Abhishek Chaubey’s short has a filmy quotient of a perfect 100. He recreates the era of single screen theatres magnificently. With utmost precision, he presents the perfect mis-en-scene with the correct lighting, the correct frames and the right elements within it. At its heart, it’s a story of courage & grace under pressure as Ernest Hemingway would say. Both the protagonists – Manjari played by Rinku Rajguru and Nandu played by Delzad Hiwale – live in dire circumstances. The boy works at a cinema hall, selling samosas, peanuts, changing film reels and cleaning the washrooms while the girl’s life is as claustrophobic as the chawl she lives in where she has a daily brush with harassment, both physical and mental. They share glances at the stalls and with the natural hesitation they meet and talk, one step at a time. But since it’s an anthology and the next film has to play this film, like its predecessor, picks up pace suddenly just when the romance begins to shape up.You would think they would grow up together and walk the same paths but Chaubey’s films are more honest than that. It’s a film that is very well acted by the two leads and excellently shot, written and directed.
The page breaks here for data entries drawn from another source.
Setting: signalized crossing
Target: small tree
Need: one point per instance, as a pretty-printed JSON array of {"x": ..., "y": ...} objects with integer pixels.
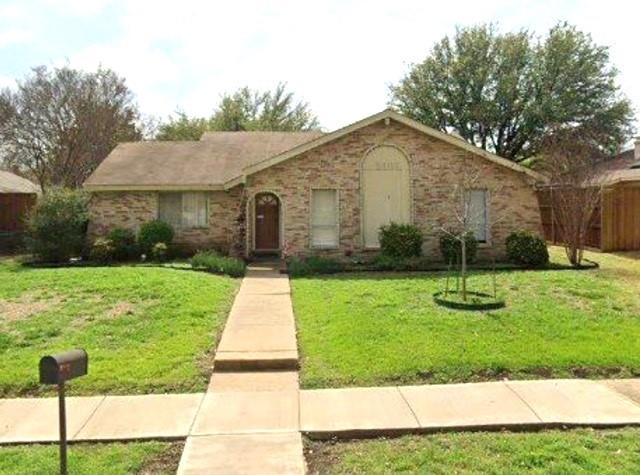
[
  {"x": 463, "y": 216},
  {"x": 570, "y": 159}
]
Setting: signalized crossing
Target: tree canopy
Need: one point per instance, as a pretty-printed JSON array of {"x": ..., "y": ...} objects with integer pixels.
[
  {"x": 59, "y": 124},
  {"x": 504, "y": 92},
  {"x": 244, "y": 109}
]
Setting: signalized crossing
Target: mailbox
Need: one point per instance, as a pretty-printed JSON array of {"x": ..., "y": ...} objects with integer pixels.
[{"x": 59, "y": 368}]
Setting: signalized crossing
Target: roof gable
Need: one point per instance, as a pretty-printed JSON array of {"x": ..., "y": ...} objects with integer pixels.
[{"x": 389, "y": 114}]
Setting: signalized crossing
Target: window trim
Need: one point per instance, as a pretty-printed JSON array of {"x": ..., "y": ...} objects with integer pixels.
[
  {"x": 487, "y": 219},
  {"x": 337, "y": 224},
  {"x": 181, "y": 226}
]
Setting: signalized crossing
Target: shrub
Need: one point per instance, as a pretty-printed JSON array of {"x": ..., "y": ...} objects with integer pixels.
[
  {"x": 451, "y": 248},
  {"x": 153, "y": 232},
  {"x": 102, "y": 251},
  {"x": 527, "y": 249},
  {"x": 124, "y": 244},
  {"x": 313, "y": 265},
  {"x": 400, "y": 240},
  {"x": 57, "y": 225},
  {"x": 160, "y": 251},
  {"x": 212, "y": 262}
]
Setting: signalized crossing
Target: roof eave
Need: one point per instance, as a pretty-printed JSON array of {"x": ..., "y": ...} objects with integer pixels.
[
  {"x": 160, "y": 187},
  {"x": 390, "y": 114}
]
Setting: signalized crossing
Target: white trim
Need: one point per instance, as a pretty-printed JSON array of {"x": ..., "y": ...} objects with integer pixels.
[
  {"x": 337, "y": 206},
  {"x": 384, "y": 115}
]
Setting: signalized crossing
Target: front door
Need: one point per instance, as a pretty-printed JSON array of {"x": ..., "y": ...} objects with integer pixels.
[{"x": 267, "y": 222}]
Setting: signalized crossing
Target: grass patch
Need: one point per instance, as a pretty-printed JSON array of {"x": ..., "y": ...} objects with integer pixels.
[
  {"x": 93, "y": 459},
  {"x": 373, "y": 328},
  {"x": 146, "y": 329},
  {"x": 556, "y": 452}
]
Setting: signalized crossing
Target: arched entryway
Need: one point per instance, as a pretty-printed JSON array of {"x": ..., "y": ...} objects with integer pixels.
[
  {"x": 267, "y": 222},
  {"x": 386, "y": 191}
]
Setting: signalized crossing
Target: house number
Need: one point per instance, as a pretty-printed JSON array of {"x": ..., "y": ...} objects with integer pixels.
[{"x": 383, "y": 166}]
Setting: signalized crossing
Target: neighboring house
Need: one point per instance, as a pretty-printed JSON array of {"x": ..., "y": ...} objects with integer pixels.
[
  {"x": 616, "y": 222},
  {"x": 311, "y": 193},
  {"x": 17, "y": 196}
]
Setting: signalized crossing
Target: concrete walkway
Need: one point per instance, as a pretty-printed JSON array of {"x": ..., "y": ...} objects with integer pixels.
[
  {"x": 269, "y": 403},
  {"x": 252, "y": 416},
  {"x": 249, "y": 421}
]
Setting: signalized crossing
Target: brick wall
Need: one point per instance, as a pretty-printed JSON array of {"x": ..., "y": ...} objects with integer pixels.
[
  {"x": 108, "y": 210},
  {"x": 436, "y": 168}
]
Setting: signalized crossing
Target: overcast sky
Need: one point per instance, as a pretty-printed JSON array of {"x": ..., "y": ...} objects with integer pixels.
[{"x": 340, "y": 56}]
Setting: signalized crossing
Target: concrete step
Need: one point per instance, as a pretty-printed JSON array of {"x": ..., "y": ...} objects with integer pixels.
[{"x": 256, "y": 360}]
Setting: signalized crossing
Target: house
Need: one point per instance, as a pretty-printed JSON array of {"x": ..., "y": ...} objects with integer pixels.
[
  {"x": 311, "y": 193},
  {"x": 615, "y": 225},
  {"x": 17, "y": 197}
]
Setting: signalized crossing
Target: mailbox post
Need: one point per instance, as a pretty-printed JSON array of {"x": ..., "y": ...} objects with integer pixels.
[{"x": 58, "y": 369}]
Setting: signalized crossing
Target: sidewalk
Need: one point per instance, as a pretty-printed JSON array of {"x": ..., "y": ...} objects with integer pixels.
[
  {"x": 243, "y": 403},
  {"x": 252, "y": 416}
]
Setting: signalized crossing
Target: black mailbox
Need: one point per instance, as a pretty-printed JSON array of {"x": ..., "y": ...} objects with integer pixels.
[{"x": 59, "y": 368}]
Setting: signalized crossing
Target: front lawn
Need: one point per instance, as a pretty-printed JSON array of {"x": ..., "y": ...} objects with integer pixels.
[
  {"x": 151, "y": 458},
  {"x": 573, "y": 452},
  {"x": 146, "y": 329},
  {"x": 374, "y": 328}
]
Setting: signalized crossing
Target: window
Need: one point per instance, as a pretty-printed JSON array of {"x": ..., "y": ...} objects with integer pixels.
[
  {"x": 184, "y": 210},
  {"x": 478, "y": 214},
  {"x": 324, "y": 218}
]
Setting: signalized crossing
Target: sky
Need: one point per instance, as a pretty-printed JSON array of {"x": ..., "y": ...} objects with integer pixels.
[{"x": 339, "y": 56}]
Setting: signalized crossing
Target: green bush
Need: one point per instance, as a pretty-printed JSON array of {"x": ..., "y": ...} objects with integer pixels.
[
  {"x": 400, "y": 264},
  {"x": 57, "y": 225},
  {"x": 313, "y": 265},
  {"x": 212, "y": 262},
  {"x": 124, "y": 244},
  {"x": 160, "y": 252},
  {"x": 526, "y": 249},
  {"x": 400, "y": 240},
  {"x": 102, "y": 251},
  {"x": 153, "y": 232},
  {"x": 451, "y": 248}
]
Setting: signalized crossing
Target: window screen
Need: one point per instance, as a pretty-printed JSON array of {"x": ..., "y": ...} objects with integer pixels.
[
  {"x": 478, "y": 214},
  {"x": 324, "y": 218},
  {"x": 183, "y": 210}
]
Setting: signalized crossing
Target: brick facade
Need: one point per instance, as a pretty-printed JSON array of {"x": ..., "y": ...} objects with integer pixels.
[
  {"x": 108, "y": 210},
  {"x": 435, "y": 168}
]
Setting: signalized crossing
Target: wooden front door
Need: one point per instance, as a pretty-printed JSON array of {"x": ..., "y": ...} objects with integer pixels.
[{"x": 267, "y": 222}]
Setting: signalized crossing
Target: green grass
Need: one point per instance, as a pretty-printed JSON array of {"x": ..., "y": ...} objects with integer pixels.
[
  {"x": 85, "y": 459},
  {"x": 553, "y": 452},
  {"x": 146, "y": 329},
  {"x": 374, "y": 328}
]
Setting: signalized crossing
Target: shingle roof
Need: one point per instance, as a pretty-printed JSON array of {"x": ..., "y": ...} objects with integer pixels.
[
  {"x": 12, "y": 183},
  {"x": 210, "y": 162}
]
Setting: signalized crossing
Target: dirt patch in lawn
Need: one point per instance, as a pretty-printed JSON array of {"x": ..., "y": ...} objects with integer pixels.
[
  {"x": 166, "y": 462},
  {"x": 25, "y": 306},
  {"x": 121, "y": 308}
]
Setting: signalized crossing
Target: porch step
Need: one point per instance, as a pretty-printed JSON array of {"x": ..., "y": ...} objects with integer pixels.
[{"x": 256, "y": 360}]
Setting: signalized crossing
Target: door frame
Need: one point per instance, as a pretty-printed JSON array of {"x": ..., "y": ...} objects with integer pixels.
[
  {"x": 252, "y": 206},
  {"x": 405, "y": 155}
]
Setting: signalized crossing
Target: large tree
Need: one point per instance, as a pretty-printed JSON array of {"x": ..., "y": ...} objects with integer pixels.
[
  {"x": 505, "y": 91},
  {"x": 59, "y": 124},
  {"x": 244, "y": 109}
]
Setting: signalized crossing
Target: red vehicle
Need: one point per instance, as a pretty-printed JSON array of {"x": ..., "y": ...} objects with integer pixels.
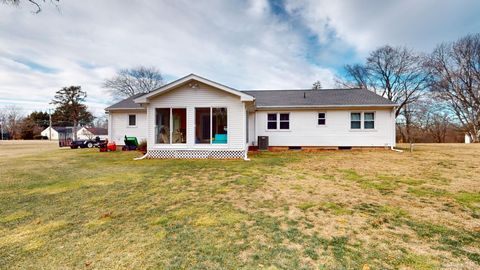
[{"x": 107, "y": 147}]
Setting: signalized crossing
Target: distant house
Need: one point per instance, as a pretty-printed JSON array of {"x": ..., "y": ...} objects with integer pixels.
[
  {"x": 58, "y": 132},
  {"x": 89, "y": 133}
]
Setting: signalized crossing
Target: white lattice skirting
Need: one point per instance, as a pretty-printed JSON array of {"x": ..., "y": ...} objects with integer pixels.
[{"x": 195, "y": 154}]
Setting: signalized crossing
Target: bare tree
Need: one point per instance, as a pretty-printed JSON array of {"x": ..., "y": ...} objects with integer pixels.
[
  {"x": 70, "y": 107},
  {"x": 396, "y": 73},
  {"x": 36, "y": 3},
  {"x": 455, "y": 69},
  {"x": 317, "y": 85},
  {"x": 434, "y": 119},
  {"x": 130, "y": 82},
  {"x": 11, "y": 118}
]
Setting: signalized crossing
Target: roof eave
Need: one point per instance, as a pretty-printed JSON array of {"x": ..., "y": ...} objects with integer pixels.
[
  {"x": 164, "y": 88},
  {"x": 325, "y": 106},
  {"x": 123, "y": 109}
]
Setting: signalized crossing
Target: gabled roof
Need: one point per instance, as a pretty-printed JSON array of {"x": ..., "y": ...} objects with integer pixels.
[
  {"x": 318, "y": 98},
  {"x": 192, "y": 77},
  {"x": 97, "y": 131},
  {"x": 127, "y": 103},
  {"x": 306, "y": 98}
]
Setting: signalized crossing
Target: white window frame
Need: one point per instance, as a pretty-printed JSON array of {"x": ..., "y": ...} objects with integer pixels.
[
  {"x": 362, "y": 121},
  {"x": 128, "y": 120},
  {"x": 374, "y": 120},
  {"x": 211, "y": 125},
  {"x": 171, "y": 126},
  {"x": 325, "y": 118},
  {"x": 278, "y": 121}
]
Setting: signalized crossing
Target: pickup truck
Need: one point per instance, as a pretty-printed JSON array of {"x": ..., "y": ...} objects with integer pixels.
[{"x": 86, "y": 143}]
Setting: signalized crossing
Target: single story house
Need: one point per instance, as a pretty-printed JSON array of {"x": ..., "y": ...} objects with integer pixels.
[
  {"x": 57, "y": 132},
  {"x": 90, "y": 133},
  {"x": 194, "y": 117}
]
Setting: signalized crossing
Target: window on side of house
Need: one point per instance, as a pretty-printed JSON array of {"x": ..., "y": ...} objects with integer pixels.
[
  {"x": 322, "y": 119},
  {"x": 284, "y": 121},
  {"x": 356, "y": 120},
  {"x": 170, "y": 125},
  {"x": 211, "y": 125},
  {"x": 132, "y": 120},
  {"x": 369, "y": 120},
  {"x": 272, "y": 121}
]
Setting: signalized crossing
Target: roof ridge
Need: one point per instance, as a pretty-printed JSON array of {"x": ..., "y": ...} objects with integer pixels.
[{"x": 325, "y": 89}]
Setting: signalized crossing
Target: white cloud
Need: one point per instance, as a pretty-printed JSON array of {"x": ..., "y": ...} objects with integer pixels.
[
  {"x": 369, "y": 24},
  {"x": 238, "y": 43}
]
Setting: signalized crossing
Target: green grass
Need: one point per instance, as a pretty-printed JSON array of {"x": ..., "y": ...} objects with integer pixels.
[{"x": 84, "y": 209}]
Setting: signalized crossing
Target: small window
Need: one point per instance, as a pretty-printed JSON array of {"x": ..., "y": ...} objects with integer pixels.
[
  {"x": 321, "y": 119},
  {"x": 272, "y": 121},
  {"x": 284, "y": 121},
  {"x": 355, "y": 120},
  {"x": 369, "y": 120},
  {"x": 132, "y": 120}
]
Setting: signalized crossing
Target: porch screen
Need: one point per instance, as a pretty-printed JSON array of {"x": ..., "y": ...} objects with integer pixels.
[
  {"x": 211, "y": 125},
  {"x": 219, "y": 125},
  {"x": 162, "y": 129},
  {"x": 171, "y": 126},
  {"x": 202, "y": 125}
]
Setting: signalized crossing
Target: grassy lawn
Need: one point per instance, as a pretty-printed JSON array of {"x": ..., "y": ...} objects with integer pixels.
[{"x": 326, "y": 210}]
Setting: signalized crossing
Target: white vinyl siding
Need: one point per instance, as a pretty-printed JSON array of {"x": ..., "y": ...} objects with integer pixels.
[
  {"x": 304, "y": 129},
  {"x": 119, "y": 126},
  {"x": 278, "y": 121}
]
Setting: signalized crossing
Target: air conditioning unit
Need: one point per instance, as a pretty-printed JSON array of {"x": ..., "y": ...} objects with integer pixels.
[{"x": 262, "y": 142}]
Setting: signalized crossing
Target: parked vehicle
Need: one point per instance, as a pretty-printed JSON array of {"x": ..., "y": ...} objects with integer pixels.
[
  {"x": 131, "y": 143},
  {"x": 86, "y": 143}
]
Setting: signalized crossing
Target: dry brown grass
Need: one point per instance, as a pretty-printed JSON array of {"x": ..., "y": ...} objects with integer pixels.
[
  {"x": 10, "y": 149},
  {"x": 329, "y": 210}
]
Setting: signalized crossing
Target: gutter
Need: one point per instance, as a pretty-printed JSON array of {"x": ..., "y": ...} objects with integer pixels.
[{"x": 323, "y": 106}]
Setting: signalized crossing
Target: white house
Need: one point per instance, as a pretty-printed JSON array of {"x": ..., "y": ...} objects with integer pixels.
[
  {"x": 194, "y": 117},
  {"x": 83, "y": 133},
  {"x": 90, "y": 133},
  {"x": 53, "y": 134}
]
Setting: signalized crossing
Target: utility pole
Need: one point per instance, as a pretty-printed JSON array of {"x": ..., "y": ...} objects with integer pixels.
[{"x": 50, "y": 124}]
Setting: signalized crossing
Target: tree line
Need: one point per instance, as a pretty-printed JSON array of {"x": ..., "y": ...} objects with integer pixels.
[{"x": 438, "y": 94}]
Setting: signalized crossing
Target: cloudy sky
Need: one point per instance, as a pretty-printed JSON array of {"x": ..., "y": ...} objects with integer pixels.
[{"x": 256, "y": 44}]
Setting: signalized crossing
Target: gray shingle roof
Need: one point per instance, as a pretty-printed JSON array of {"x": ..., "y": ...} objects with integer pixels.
[
  {"x": 127, "y": 103},
  {"x": 312, "y": 98},
  {"x": 292, "y": 98}
]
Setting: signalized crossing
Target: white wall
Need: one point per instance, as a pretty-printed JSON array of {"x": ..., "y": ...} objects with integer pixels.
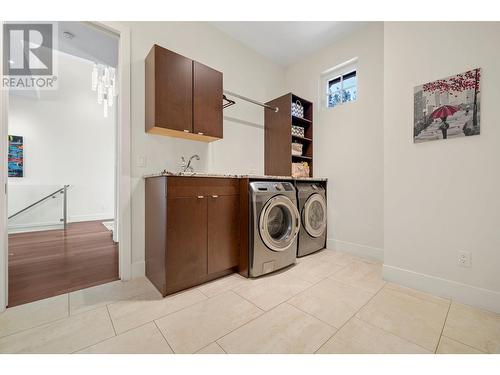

Saket Chaudhary’s film is a one-way street, where there is only one way it can lead to, but the only difference is that we are traveling backwards in it. Tanu (Zoya Hussain) and Manav (Kunal Kapoor) are two strangers in marriages of their own, when they soon become aware of their partners having an affair with each other. The third film is set in the present day world of iPads and tech conferences, where infidelity mushrooms in discreet hotel suites. These victims of unfaithful spouses decide to trace back the beginnings and the reasons for the affair, with the hope to find where they themselves went wrong in their respective marriages. As they, in a sense, reenact the escalation of the affair, Tanu and Manav give each other answers they were looking for. They have all the right comebacks and intellect that their partners didn’t. With little help in the form of writing and direction, the performances don’t fare well. It gets tiresome, predictable and lazy when you know that these two strangers are actually a better match for each other than their spouses are for them. It’s a concept done before and the filming doesn’t transport you to the chaos of two failing marriages. The reasons for the fallouts are borrowed from a box of cliches and that’s all there is to it.
While Chaubey’s film is head & shoulders above the other two, ‘Ankahi Kahaniya’ is uninspired and draggy. In a pool of anthologies by Netflix, it tries hard to stay afloat maybe because the stories being put forward need more time to be able to provide an immersive experience where you relate with the characters & understand their emotional toll instead of just being fed with “content”.
Ankahi Kahaniya is now streaming on Netflix.